Terwijl Zweden bekomt van de doorbraak van rechts, ziet Angela Merkel de AfD in de peilingen opnieuw groter worden, leest Viktor Orban het Europees Parlement de les en gonzen de onthullingen over Schild en Vrienden na in Vlaanderen. ‘Een trumpiaanse ontrafeling van Europa’, noemt de vooraanstaande Duitse filosoof Jürgen Habermas het. Aan de andere kant van de Atlantische Oceaan blijft Donald Trump wild om zich heen slaan. ‘Dit is het einde van een tijdperk’, stelde de voormalige Amerikaanse vicepresident Joe Biden. Hij benadrukte in zijn begrafenisrede voor John McCain dat met het overlijden van de senator niet alleen een vooraanstaand patriot verdween, maar ook een generatie die zich onderscheidde door integriteit, plichtsbesef, moed en toewijding aan de gedachte van de Amerikaanse Onafhankelijkheidsverklaring. Is dit het einde van de westerse fatsoenpolitiek, van de idealen van menselijkheid, openheid en democratie waar de westerse wereld zo prat op ging?

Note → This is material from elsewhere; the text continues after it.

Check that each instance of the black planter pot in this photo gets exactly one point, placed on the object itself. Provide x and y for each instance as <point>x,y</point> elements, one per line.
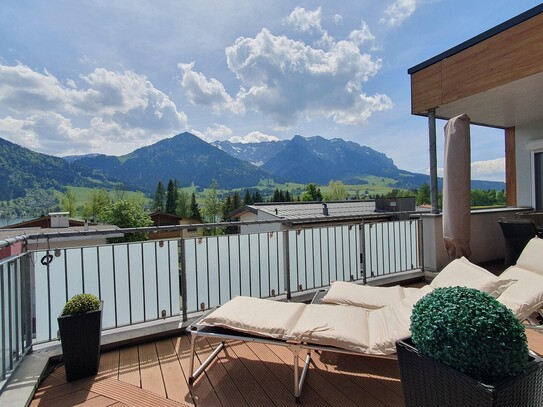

Ongetwijfeld idealiseert Biden het staatsmanschap van zijn generatie en heeft er tussen idealen en werkelijkheid altijd een flinke kloof bestaan. Maar niemand zal ontkennen dat er een aanzienlijk verschil in inhoud en stijl is tussen rechtse boegbeelden als Orban, Geert Wilders en Trump en het politieke centrum. Politiek wordt extremer en ruwer. We moeten de opmars van rechts zeker niet overdrijven, want rechts vertegenwoordigt over alle Europese lidstaten heen nog steeds maar 17 procent van de kiezers. Van een echte opmars is dus nog geen sprake. Rechts is luidruchtig, en het centrum vooral heel erg beduusd. Het is zelfs niet zozeer de sterkte van rechts die opvalt, dan wel de zwakte van de fatsoenpolitiek, haar onvermogen om het centrum te heroveren en de blijvende onwil om de talrijke eigen blunders in te zien.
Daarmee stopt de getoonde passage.